10.
Je plisse les yeux, aveuglée, et me redresse dans un sursaut. Il n'y a strictement rien sur moi.
Je lève la tête vers le ballon d'eau et aperçoit le carton de jouets. Toutes les poupées sont bien sagement entassées à l'intérieur. Je ne comprends plus rien, pourquoi ça refonctionne tout à coup ?! Haletante, je jette des coups d'œil paniqués. Rien, il n'y a absolument rien.
Je ramasse mon portable près de moi. Il fonctionne encore mais l'écran est tellement fissuré que je ne parviens plus à distinguer ce qu'il affiche. Je jure : c'était un nouveau portable. Une pensée me traverse alors l'esprit.
— Léa ? crié-je.
Le silence me répond et je frissonne. Tous mes membres sont terriblement douloureux, mais j'arrive à tituber jusqu'à l'escalier, où je m'appuie contre le mur.
— Léa !?
Toujours aucune réponse. Je suppose qu'elle a dû avoir peur en m'entendant crier, ou bien qu'elle a dû partir chercher sa poupée, maintenant que le courant est revenu.
Mais je me rappelle ensuite du claquement de porte que j'avais entendu.

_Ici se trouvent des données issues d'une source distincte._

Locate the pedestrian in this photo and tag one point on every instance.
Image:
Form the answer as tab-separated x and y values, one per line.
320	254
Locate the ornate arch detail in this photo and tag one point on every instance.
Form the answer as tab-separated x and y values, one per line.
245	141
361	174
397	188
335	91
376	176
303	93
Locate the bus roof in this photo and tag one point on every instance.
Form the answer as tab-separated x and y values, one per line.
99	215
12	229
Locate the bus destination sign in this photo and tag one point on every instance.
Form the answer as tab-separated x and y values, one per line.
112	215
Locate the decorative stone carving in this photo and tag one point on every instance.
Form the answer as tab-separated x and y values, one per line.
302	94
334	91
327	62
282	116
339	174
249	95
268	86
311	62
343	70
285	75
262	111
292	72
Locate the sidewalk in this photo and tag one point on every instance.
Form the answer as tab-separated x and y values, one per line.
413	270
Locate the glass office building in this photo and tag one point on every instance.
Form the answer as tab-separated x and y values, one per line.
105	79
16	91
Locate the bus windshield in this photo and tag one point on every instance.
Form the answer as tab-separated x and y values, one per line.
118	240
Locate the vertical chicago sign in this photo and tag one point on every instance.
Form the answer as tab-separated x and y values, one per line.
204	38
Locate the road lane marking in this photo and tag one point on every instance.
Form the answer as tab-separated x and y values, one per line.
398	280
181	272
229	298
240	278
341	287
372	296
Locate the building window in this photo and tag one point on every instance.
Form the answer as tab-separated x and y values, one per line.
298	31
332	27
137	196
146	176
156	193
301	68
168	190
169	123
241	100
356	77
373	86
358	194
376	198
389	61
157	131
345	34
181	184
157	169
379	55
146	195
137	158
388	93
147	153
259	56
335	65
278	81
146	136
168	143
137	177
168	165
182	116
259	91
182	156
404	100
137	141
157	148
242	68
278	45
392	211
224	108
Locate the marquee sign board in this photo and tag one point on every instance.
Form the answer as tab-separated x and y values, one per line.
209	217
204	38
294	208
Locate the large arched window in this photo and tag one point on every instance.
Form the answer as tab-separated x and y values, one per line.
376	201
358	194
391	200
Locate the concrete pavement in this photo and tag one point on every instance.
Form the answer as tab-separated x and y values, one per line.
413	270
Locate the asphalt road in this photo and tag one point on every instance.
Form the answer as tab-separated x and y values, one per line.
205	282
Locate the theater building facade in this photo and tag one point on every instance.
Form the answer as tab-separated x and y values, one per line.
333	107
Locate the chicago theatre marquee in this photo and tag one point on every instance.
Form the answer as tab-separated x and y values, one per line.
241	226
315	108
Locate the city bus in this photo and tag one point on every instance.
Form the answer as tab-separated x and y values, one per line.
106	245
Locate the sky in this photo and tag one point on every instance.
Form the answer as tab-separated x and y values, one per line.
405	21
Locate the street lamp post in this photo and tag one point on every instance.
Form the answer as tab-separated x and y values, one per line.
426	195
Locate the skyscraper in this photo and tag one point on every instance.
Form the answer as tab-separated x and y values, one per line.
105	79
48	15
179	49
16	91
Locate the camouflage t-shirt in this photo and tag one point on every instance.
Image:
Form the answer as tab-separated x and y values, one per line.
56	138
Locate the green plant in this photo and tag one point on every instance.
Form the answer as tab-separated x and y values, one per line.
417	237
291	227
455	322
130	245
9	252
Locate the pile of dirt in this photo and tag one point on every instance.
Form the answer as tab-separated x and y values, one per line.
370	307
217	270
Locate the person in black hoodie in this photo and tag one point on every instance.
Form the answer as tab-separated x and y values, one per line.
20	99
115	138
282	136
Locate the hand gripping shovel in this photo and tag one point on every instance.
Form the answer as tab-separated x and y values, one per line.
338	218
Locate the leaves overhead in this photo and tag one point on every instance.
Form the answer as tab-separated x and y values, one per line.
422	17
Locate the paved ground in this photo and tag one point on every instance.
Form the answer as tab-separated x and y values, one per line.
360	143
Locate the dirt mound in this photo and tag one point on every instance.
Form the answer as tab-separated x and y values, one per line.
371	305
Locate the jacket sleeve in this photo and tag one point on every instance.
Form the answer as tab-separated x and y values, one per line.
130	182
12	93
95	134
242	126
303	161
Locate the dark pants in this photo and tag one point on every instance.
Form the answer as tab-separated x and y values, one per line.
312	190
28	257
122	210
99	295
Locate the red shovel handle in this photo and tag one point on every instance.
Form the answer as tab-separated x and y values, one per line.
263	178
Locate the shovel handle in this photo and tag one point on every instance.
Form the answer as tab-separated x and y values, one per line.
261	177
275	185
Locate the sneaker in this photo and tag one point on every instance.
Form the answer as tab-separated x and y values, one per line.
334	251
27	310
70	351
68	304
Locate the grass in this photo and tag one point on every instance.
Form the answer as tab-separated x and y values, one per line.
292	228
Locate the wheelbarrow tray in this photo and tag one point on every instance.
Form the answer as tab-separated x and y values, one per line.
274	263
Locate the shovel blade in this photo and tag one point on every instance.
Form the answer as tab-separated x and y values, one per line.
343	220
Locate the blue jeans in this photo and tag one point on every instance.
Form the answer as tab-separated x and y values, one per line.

Grimaçant, j'entame ma lente ascension de l'escalier, qui semble durer des heures. Quand j'arrive en haut, je ne bouge plus. La porte est ouverte.
J'entends d'ici la télé qui s'est remise à fonctionner. J'appelle encore la petite fille en entrant dans le couloir. Aucun bruit de pas, juste la télé et le grésillement de l'électricité. Je passe par le salon. Les couvertures sont toujours entassées par terre, mais il n'y a personne. Je continue d'avancer.
— Léa ! Où est-ce que tu es ?!
Quand je passe devant le miroir du salon, je ne peux m'empêcher de sursauter : du sang me coule du nez et des lèvres, et une tache violette s'étend le long de ma mâchoire jusqu'au menton. Je ne sais pas encore comment je vais expliquer les bleus impressionnants que je vais avoir demain.
J'essuie le sang du revers de la main, et boîte jusqu'à l'escalier. Le moindre mètre représente un marathon pour moi. Atteignant le palier, je tends l'oreille mais n'entends rien. J'appelle à nouveau Léa. Et à nouveau personne ne me répond. Il va falloir que je monte. Je jure.
Qu'est-ce que j'aurais pas fait pour elle ce soir, franchement !
Une éternité plus tard, je suis enfin en haut. Mes nerfs se détendent un peu quand je vois de la lumière dans la chambre de la petite fille. Je me décide à presser le pas en l'appelant de plus belle.
— Léa ! Pourquoi est-ce que tu...
Je ne fais pas un pas de plus. La chambre est vide.
Je pousse le battant de la porte en grand pour mieux voir, mais c'est une petite pièce, et il n'y a pas trente-six mille cachettes possibles. Mes yeux parcourent l'endroit désespérément. C'est un cauchemar ! D'abord la panne, puis le sous-sol, et maintenant ça !
Je me remets à penser à ce que Mme Banch m'a dit au téléphone : le couple va rentrer d'ici vingt minutes. En panique, j'allume mon téléphone pour essayer de distinguer l'heure. Ça fait combien de temps qu'elle m'a dit ça ?! Il était quelle heure au moment de son appel ?!
Avec toutes les peines du monde, je tente d'aller dans l'historique de mes appels pour voir combien de temps il me reste, mais un logo s'affiche alors sur l'écran. Plus que 20 % de batterie. Je lâche un énième juron. Quand je range mon téléphone dans ma poche, mon regard tombe sur une feuille de papier, posée sur l'oreiller de Léa. Je fronce les sourcils : je suis presque sûre qu'elle n'y était pas il y a trente secondes !
Cependant, je profite de l'occasion pour m'affaler mollement sur le lit et soulager un peu mes jambes qui n'en peuvent plus. Je saisis la feuille. Quelqu'un a écrit dessus au feutre, et en très gros. Comme un enfant. « Ne jamais rester seule dans le noir. » Une vision me vient alors, celle de Léa, assise en haut des marches, toute seule et terrifiée, sa petite veilleuse comme seul rempart face aux ténèbres. La culpabilité qui m'envahit est pire que toute la terreur que j'ai pu ressentir jusqu'ici.
Je ferme les yeux et soupire.
— Je suis désolée...
Je le pense sincèrement. Ça ne change rien, mais j'éprouve vraiment de la honte et du chagrin en repensant à ce que j'ai fait. Je l'ai laissée toute seule. Dans le noir. J'entends un bruit de pas dans le couloir, et rouvre alors les yeux.
À travers l'ouverture de la porte, je vois Léa, debout et immobile.